For concatenated prompts, like `sp / up`, the type will be converted to `PC` (prompt chain), `PC` has below things:

- `.roles`, a list of roles. For example, `(sp|up).roles` is `['system', 'user']`
- `.messages(...)` pack prompts into OpenAI-Compatible messages JSON, where you can directly pass it to `client.chat.completions.create(messages=...)`.
  - `messages` will assume the first role is `user`, then proceed in the order of user-assistant. When a prompt has a role, it will use that role. check `pc.infer_role` for final roles in messages.

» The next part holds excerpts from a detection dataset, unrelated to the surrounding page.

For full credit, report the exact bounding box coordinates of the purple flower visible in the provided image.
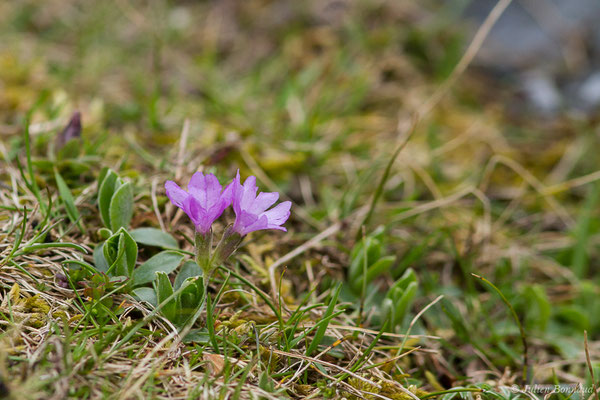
[165,172,232,235]
[232,171,292,236]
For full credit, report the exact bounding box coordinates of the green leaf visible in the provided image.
[133,251,183,286]
[351,256,396,293]
[392,282,418,328]
[109,182,133,231]
[121,228,138,278]
[103,228,138,278]
[131,287,158,307]
[177,278,204,323]
[56,138,81,161]
[306,284,342,357]
[98,170,117,228]
[94,243,109,273]
[175,261,202,290]
[54,169,83,231]
[130,228,179,249]
[154,272,177,322]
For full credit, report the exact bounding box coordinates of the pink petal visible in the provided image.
[241,215,269,236]
[263,201,292,225]
[250,192,279,214]
[188,172,206,208]
[240,175,258,210]
[165,181,189,208]
[204,174,222,208]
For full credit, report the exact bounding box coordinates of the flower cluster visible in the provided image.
[165,171,292,272]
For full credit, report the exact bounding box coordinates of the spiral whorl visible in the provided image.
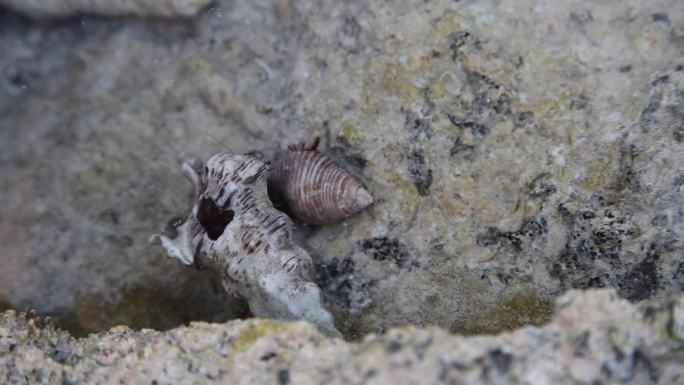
[268,150,373,225]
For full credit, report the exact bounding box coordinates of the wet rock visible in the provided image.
[0,290,684,385]
[0,0,210,18]
[0,0,684,340]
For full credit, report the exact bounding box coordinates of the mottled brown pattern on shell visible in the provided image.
[268,148,372,225]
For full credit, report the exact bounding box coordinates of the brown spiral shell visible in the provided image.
[268,147,373,225]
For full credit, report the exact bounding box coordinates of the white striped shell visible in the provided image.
[152,154,340,336]
[268,145,373,225]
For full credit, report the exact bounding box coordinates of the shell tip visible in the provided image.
[356,188,373,210]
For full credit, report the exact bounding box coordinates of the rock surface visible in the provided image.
[0,0,684,337]
[0,289,684,385]
[0,0,211,18]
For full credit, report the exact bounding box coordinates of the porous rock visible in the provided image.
[0,0,211,18]
[0,289,684,385]
[0,0,684,336]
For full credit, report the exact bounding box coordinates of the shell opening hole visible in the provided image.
[197,198,235,241]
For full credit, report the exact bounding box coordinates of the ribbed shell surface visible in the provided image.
[268,150,372,225]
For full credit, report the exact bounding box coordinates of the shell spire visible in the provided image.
[268,140,373,225]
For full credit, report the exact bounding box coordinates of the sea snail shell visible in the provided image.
[268,140,373,225]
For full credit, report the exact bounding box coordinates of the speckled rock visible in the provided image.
[0,289,684,385]
[0,0,211,18]
[0,0,684,336]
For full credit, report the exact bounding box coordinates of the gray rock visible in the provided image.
[0,0,684,336]
[0,290,684,385]
[0,0,211,18]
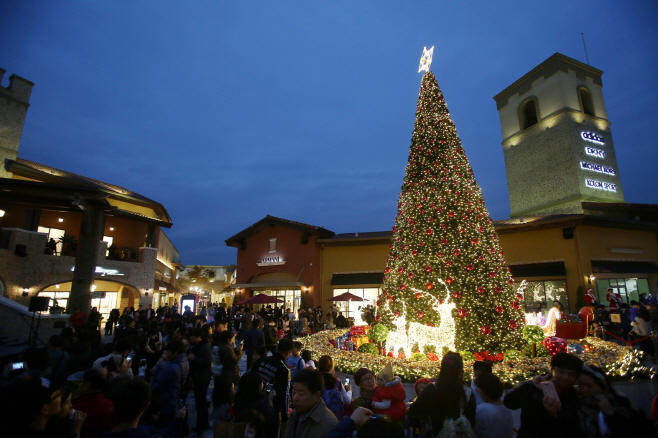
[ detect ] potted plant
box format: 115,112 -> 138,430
50,299 -> 66,315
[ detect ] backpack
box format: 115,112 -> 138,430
322,379 -> 345,420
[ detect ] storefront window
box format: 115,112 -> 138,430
253,289 -> 302,314
333,287 -> 382,318
596,278 -> 649,306
39,291 -> 117,320
514,280 -> 569,312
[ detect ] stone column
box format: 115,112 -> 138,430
66,203 -> 104,314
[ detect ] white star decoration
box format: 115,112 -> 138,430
418,46 -> 434,73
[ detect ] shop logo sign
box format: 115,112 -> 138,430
580,132 -> 605,145
580,161 -> 616,175
585,179 -> 617,192
585,146 -> 605,158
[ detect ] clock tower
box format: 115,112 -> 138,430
494,53 -> 624,217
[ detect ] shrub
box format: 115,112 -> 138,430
357,343 -> 379,354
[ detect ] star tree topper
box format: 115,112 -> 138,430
418,46 -> 434,73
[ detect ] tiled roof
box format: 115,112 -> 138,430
7,158 -> 171,223
332,231 -> 393,239
225,214 -> 334,246
15,158 -> 159,204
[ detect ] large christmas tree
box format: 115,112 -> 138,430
378,69 -> 524,354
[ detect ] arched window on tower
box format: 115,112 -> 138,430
578,87 -> 596,116
519,99 -> 539,129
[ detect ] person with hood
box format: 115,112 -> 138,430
372,363 -> 407,421
187,327 -> 212,433
151,340 -> 190,424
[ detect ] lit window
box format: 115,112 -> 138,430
519,99 -> 539,129
578,87 -> 595,116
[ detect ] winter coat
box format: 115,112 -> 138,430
150,354 -> 190,414
372,376 -> 407,421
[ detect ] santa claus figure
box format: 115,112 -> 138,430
585,287 -> 599,306
605,287 -> 621,312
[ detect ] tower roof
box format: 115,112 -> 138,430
494,53 -> 603,109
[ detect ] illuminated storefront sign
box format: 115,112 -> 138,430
585,179 -> 617,192
580,161 -> 617,175
59,265 -> 130,277
256,256 -> 286,266
580,132 -> 605,144
585,147 -> 605,158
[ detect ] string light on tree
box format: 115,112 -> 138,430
378,47 -> 524,355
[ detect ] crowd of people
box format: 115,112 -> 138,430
0,306 -> 658,438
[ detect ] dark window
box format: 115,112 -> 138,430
522,100 -> 537,129
578,87 -> 595,116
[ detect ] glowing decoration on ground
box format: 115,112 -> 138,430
418,46 -> 434,73
386,292 -> 455,357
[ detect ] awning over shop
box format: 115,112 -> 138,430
231,281 -> 309,289
331,272 -> 384,286
153,278 -> 180,294
592,261 -> 658,274
509,262 -> 567,278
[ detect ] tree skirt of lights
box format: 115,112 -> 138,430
300,329 -> 656,385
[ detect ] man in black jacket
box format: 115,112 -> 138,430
242,318 -> 265,370
263,316 -> 277,354
253,338 -> 292,432
503,353 -> 584,438
187,327 -> 212,433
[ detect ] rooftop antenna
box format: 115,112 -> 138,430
580,33 -> 589,65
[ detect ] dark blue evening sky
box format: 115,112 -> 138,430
0,0 -> 658,264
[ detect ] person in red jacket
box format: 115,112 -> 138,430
605,287 -> 621,312
69,307 -> 87,329
372,363 -> 407,421
585,287 -> 599,306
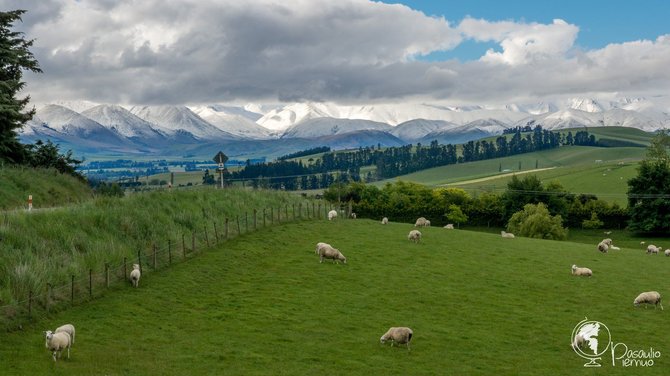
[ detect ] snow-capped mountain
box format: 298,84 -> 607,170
81,104 -> 165,141
281,117 -> 392,138
129,106 -> 239,140
191,105 -> 271,139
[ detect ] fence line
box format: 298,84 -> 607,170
0,202 -> 351,330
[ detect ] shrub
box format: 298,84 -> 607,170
507,203 -> 568,240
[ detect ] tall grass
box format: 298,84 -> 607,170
0,167 -> 93,210
0,188 -> 316,323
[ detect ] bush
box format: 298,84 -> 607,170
507,203 -> 568,240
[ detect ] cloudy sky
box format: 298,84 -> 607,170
0,0 -> 670,104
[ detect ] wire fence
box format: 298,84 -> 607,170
0,202 -> 351,331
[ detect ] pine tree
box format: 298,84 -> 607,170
0,10 -> 42,163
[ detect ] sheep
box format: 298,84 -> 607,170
314,242 -> 330,255
633,291 -> 663,311
414,217 -> 426,227
44,330 -> 72,362
54,324 -> 75,344
407,230 -> 421,243
597,242 -> 609,253
379,326 -> 414,350
130,264 -> 141,287
572,265 -> 593,277
319,244 -> 347,264
647,244 -> 661,254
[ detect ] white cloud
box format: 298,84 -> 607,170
5,0 -> 670,104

## Few promises in `prompt-string`

- `P` inherits from `string`. Therefore, aside from the mentioned features, its other behaviors are just like those of a `string` in Python.
- `prompt-string` won't add OpenAI and other AI SDKs as dependencies; it is simply a toolkit for prompts.
- `prompt-string` will be super light and fast, with no heavy processes running behind the scenes.